La philosophie n'est que le
développement de cette intuition ou « attention que l'esprit se prête à lui-même ».
Or tout le problème est de savoir
d'où vient le langage : est-il de par sa nature instrument de l'intelligence ou auxiliaire de l'intuition ? Et si la première
hypothèse est la bonne, comment le philosophe pourra-t-il encore user du langage ?
b) Mouvement du texte.
• 1 er moment (- « les origines du mot et de l'idée ») : hypothèses sur l'origine du langage.
Le langage, qui est naturel
à l'homme, est originairement destiné à rendre plus aisée la vie pratique, et donc essentiellement la manipulation et la
transformation des choses matérielles extérieures.
La formation et l'évolution des langues auront ainsi été ordonnées à
la satisfaction de fins utilitaires.
• 2e moment (de « L'un et l'autre ont sans doute » jusqu'à la fin) : ce qui a changé et ce qui n'a pas changé dans le
langage.
Le développement des deux facultés fondamentales de l'esprit (intelligence 'et intuition) a-t-il imprimé au
langage sa marque ? Oui, souligne Bergson, pour ce qui est de la science.
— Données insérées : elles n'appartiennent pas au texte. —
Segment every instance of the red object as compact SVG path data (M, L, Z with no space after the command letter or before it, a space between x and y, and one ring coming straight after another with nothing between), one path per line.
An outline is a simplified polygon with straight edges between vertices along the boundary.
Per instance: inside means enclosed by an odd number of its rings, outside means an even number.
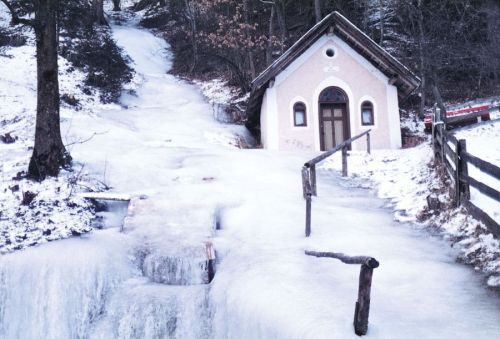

Mais celle-ci se situe dans la continuité de la
vie pratique naturelle : elle ne fait que développer et rendre plus précise l'attention que l'esprit porte à la matière.
Dépositaires d'une pensée sociale qui tend surtout (au même titre que les institutions politiques) à la stabilité, les mots
ne se prêtent toujours pas aisément à l'effort du philosophe pour coller au jaillissement continu d'imprévisible
nouveauté que sont la durée pure et la vie même.
c) Conclusion.
Le philosophe devra donc pour retourner aux choses elles-mêmes, pour en retrouver les articulations
naturelles, se dégager des mots.
Au langage abstrait de la science il devra préférer un langage imagé, qui au moins ne
l'invitera pas à se représenter l'esprit sur le modèle de la matière.
« Comparaisons et métaphores suggéreront ce qu'on
n'arrivera pas à exprimer »..
»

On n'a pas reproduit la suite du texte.